Universal and Echo also have accessed the book market to acquire The Divorce Party, a Laura Dave novel that Viking will publish in May, with Gwyn Lurie (The Man Who Ate the 747) aboard to write the script. As a husband and wife reach their 35th wedding anniversary, they hold a party to announce their divorce. It creates complications for their son, who returns home with his commitment-shy fiancee.

Aniston and Hahn have made a script deal at Universal for Counter-Clockwise, a script by Paul Bernbaum (Next). It's a true story based on a study conducted by Harvard prof and psychologist Ellen Langer in which she tried to reverse the aging process of subjects by re-creating the era of their prime. Echo has also has a Universal deal for Love: Todd, a Kristen Stavola-scripted drama about an aging tennis pro-turned-coach who gets schooled by a precocious teen tennis phenom. Aniston will produce with Hahn, but isn't planning to act in the film.

The Echo partners have a deal at Overture for Chemistry, a David Sussman-scripted dramedy centered around the fact that romantic love and obsessive compulsive disorder demonstrate similar brain chemistry.

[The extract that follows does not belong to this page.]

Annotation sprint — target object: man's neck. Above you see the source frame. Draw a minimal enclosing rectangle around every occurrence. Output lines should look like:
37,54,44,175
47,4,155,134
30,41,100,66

They have a DreamWorks deal on The Goree Girls, a fact-based adaptation of Skip Hollandsworth's Texas Monthly article about a falsely convicted woman who gives purpose to her fellow Texas inmates by starting one of America's first all-female bands. Aniston plans to star, and John Lee Hancock is rewriting a script by Margaret Nagle.

"We're drawn to stories about people finding their voice and finding their way because they help us as listeners and viewers do what we feel we're all trying to do, which is making sense of our lives through the stories of others," Aniston said. "That's why we chose the name Echo, to echo back an idea, a challenge, something that resonates through all of us."